This is the third in my series of articles on the new Average Income Regulation. In this article, I will review the requirements relating to the designation of units.
Designation of Imputed Income Limitations and Identification of Units
The final regulations require the initial designation of a unit to be made no later than when a unit is first occupied as a low-income unit. The regulations also revise the timing of the designation so that it is no longer required by the end of the first year of the credit period, and instead is based on when a unit is first occupied as a low-income unit. (Owners and managers should note that this may be before or after the beginning of the first year of the credit period). The designation must also be communicated annually to the HFA, and the HFA may establish the time and manner in which information is provided to it. This change will allow a taxpayer to make designations after having a chance to evaluate the market for a particular unit.
Importantly, the temporary regulations also provide Agencies with the discretion, on a case-by-case basis, to waive in writing any failure to comply with the temporary regulations’ recordkeeping and reporting requirements. The waiver may be done up to 180 days after discovery of the failure, whether by taxpayer or Agency. At the discretion of the applicable Agency, this waiver may treat the relevant requirements as having been satisfied.
Timing of Designations of Income Limitations
The final regulations permit the changing of a unit’s imputed income limitation in certain circumstances. For an unoccupied unit that is subject to a change in imputed income limitation, the final regulations provide that the taxpayer must designate the unit’s changed imputed income limitation prior to occupancy of that unit. For an occupied unit that is subject to a change in imputed income limitation, the taxpayer must designate the unit’s changed imputed income limitation prior to the end of the taxable year in which the change occurs.
Changing a Unit’s Imputed Income Designation
The proposed regulations did not allow income limitations to be changed after they had been designated.
Under the final regulations, a taxpayer may change the imputed income limitation designation of a previously designated low-income unit in any of the following circumstances:
(1) In accordance with future written instructions from the IRS.

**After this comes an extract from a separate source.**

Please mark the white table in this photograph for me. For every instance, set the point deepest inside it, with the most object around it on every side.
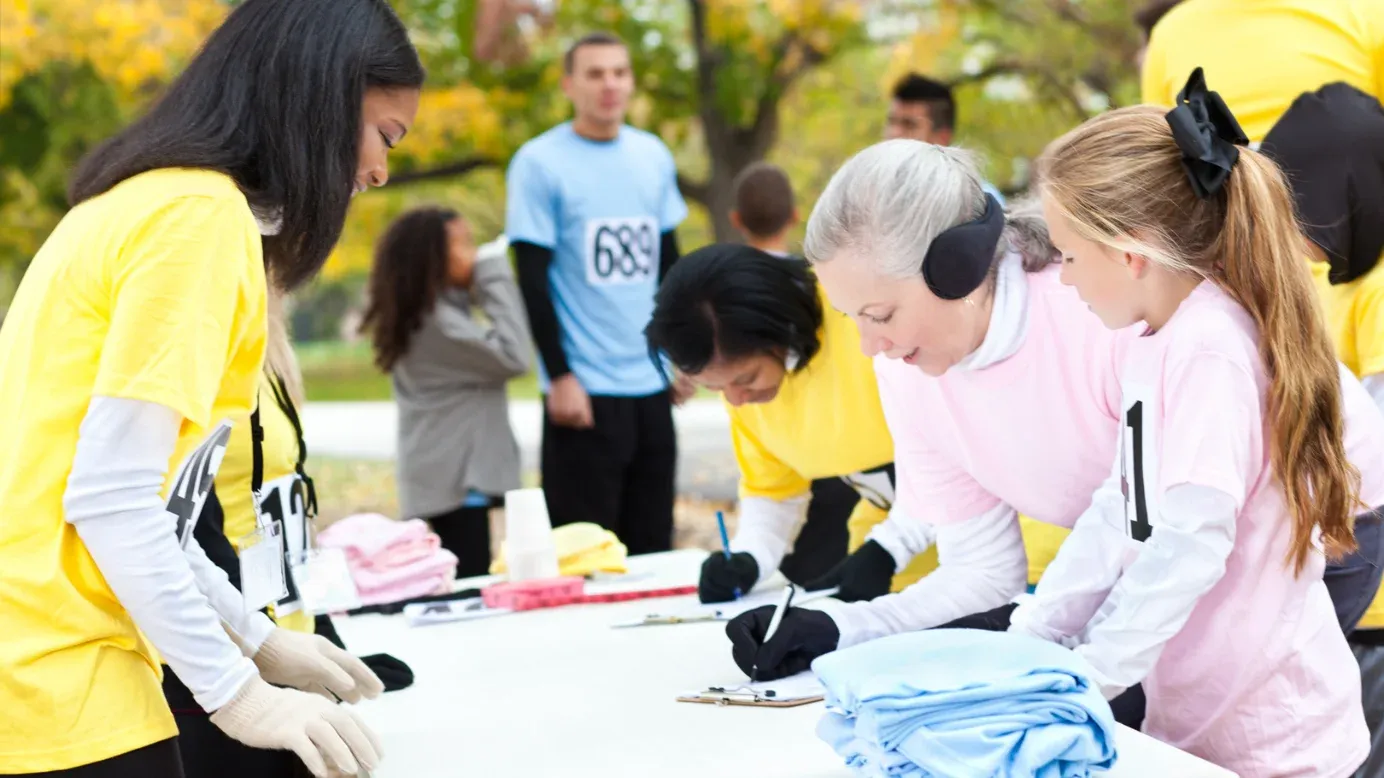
(559, 692)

(2) In accordance with an HFAs publicly available written procedures, if those procedures are available to all of the Agency’s projects that have elected the average income test.
(3) To comply with the requirements of the Americans With Disabilities Act of 1990; the Fair Housing Amendments Act of 1988; the Violence Against Women Act; the Rehabilitation Act of 1973; or any other State, Federal, or local law or program that protects tenants and that is identified by the IRS or an Agency in a manner described in (1) or (2) above. The tenant protections that apply to an average-income project and that redesignation may enhance do not necessarily have any specific connection to section 42.
For example, the protections may be ones that apply to all multifamily rental housing, or they may apply to the project at issue because some congressionally authorized spending supported the project with Federal financial assistance. Even if tenant protection does not legally apply to a particular average-income project but does apply to analogous multifamily rental housing, the owner of the project may redesignate income limitations to implement the protection for the project’s residents.
(4) To enable a current income-qualified tenant to move to a different unit within a project keeping the same income limitation (and thus the same maximum gross rent), with the newly occupied unit and the vacated unit exchanging income limitations.
(5) To restore the required average income limitation for purposes of identifying a qualified group of units either for purposes of satisfying the average income set aside or for purposes of identifying the units to be used in computing applicable fraction(s). This rule is limited to newly designated, or redesignated, units that are vacant or are occupied by a tenant that would satisfy the new, lower imputed income limitation.
Any new designation of units must be reported to the HFA in a manner required by the HFA. For example, an HFA may allow the project owner to describe a current year’s information by reporting differences from the prior year’s information or by reporting that there is no difference from the prior year.
As noted above, on a case-by-case basis, the Agency has the discretion to waive in writing any failure to comply with the reporting requirements up to 180 days after discovery of the failure, whether by the owner or Agency. If an Agency exercises this discretion, the reporting requirements will be considered to have been met.